Angie’s List, where Hicks is co-founder and Chief Marketing Officer, is an online database that aggregates customer reviews across more than 550 categories of home, health care and automotive services. Plumbers, electricians, carpet cleaners and dentists are all reviewed and given a grade ranging from A to F. The company has 1.7 million paying subscribers in 219 local U.S. markets who post 65,000 new reviews per month.
The members behind these reviews—like the man who denied the pest control salesman—have become the focus of the company’s television commercials as Angie’s List has ramped up its expansion efforts. In one of the ads, a satisfied member says, “Angie? I’ve got her on speed dial!”
Hicks is also featured alongside her loyal customers in the ads, which debuted a couple years ago, marking the first time she has appeared on television since the company’s founding in 1995.
“The most common question we got over the years was ‘Is there an Angie?’” Hicks recalled. “So we made the decision that it would be good for the brand to have me out there.”
Now, she’s adjusting to her new life in the spotlight.
“I’m a pretty quiet person, and in my everyday life it’s not a big deal because I have a pretty small circle of people in the Indianapolis community who knew me to begin with,” she said. “But, yes, when I’m on an airplane, I do get noticed, which is a little unnatural for me, but it’s neat to see how far the brand has extended.”
Indeed, the company has expanded at a rapid pace. In the last five years, revenues have increased from $34 million to $156 million, growing 73% in 2012 alone. In 2011, the company raised $130 million in an initial public offering on NASDAQ under the ticker ANGI. Since then, the stock has traded up almost twenty percent.
It has been a long but entertaining ride for a company that has its roots prior to the Internet age. Hicks’ co-founder, venture capitalist Bill Oesterle (MBA 1992), came up with the idea for the business after using a service in Indianapolis called Unified Neighbors to find contractors to renovate his house. When he moved to Columbus, Ohio and was again confronted with a new home in need of a face lift, he had the idea to replicate the Unified Neighbors model in Columbus. Oesterle called Hicks, who had interned for him during college, and asked her if she wanted to help him start the company. She soon became the first employee of Columbus Neighbors, later renamed Angie’s List on her behalf.

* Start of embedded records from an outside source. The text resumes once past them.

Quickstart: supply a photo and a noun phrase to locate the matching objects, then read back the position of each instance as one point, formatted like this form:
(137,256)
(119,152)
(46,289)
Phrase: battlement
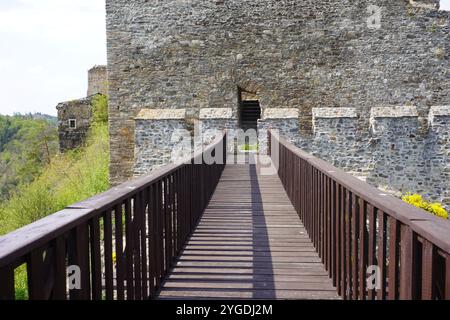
(97,80)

In 1996, Angie’s List bought Unified Neighbors and relocated to Indianapolis. At the time, consumers called into the service and Angie, using the same phone she had in her bedroom during high school, read them reviews in real-time. When she wasn’t answering the phone, Hicks spent her days hustling from door-to-door signing up members and collecting customer reviews.
“I built out the list at the same time that I was out selling memberships,” Hicks remembered. “I would literally ask people, ‘Can you give me a list of everyone you have ever hired and what you think of them?’ But that wasn’t always fast enough. From time to time I would get a call from a member asking for something I didn’t have, so I would tell them, ‘You know what, let me get back to you later this afternoon.’ I would then call other members to ask them if they had a recommendation for that particular service, and eventually the list grew.”
After three years building the company from the ground up, Hicks began to think of business school as a logical next step.
“I had a lot of experiences that were difficult to synthesize,” she recalled. “We had done an acquisition. I had done sales, advertising, and many other functions. But I had no formal business training. Bill suggested it would be a great time for me to go to business school, so I applied and soon I was at HBS.”
Hicks found herself in somewhat of a unique position entering business school in the late nineties. Many of her classmates were leaving early to start their own companies with no prior management experience, whereas she had already founded Angie’s List and was back in school for the formal training.
But although she continued to work on Angie’s List every week while at HBS, Hicks still found the time to reflect that she had promised herself.
“HBS was an amazing time for me. It was an opportunity to think deeply about all the experiences I had. I was 22, being guided by a great group of mentors on our board, and going to HBS allowed me to step back and realize, oh, maybe that’s how I should have handled this situation, or now I understand why we did this one thing this way. It was a great time to take in everything that I had come across.”
After HBS, Hicks rejoined Angie’s List as Chief Marketing Officer. Today, she still leads the company in that role as it continues to defy the traditional free-to-consumer model by charging its members a subscription fee to post and read reviews online. Hicks explained the rationale behind the business model:
“People are willing to pay for quality information. At Angie’s List, we don’t allow anonymous reviews because we want accountability in the system. Therefore, the value for the service provider is immense. People don’t join Angie’s List just to join Angie’s List. They join when they have a need. So the odds that they will complete the transaction are very high. I see companies that drive fifty percent of their business from Angie’s List. They have learned the process of taking extra care of the members and that pays off tremendously for them.”
As technology continues to evolve, Angie’s List will also need to adapt. Just as the company moved all of its reviews online and now offers a mobile app, the future will require new strategies for catering to both members and service providers.
“Today, we’ve really understood how you find the best company in town,” Hicks said. “But now the question is, how do we help facilitate the communication with those companies? Once you’ve found the company, how do you make sure that they respond to you, that they show up on time, all those things? So we’re really working on putting rules and tools together to continue to improve the cycle of connecting consumers and service companies.”
Executing that strategy will require taking risks and Hicks’ message to current MBAs seeking entrepreneurial opportunities is that they must be willing to take a plunge.
“I was never the person who was going to be the entrepreneur,” she said. “If my college friends looked back, they would say, ‘she’s not the risk taker.’ But sometimes, opportunities present themselves and it’s a skill to be able to recognize them. People ask me, at 40-something, would you start a business? Well, it was a lot easier at 20-something. At 22, I was responsible only for myself. So don’t be afraid to take that risk at this point in your career because it’s a great time to do it.”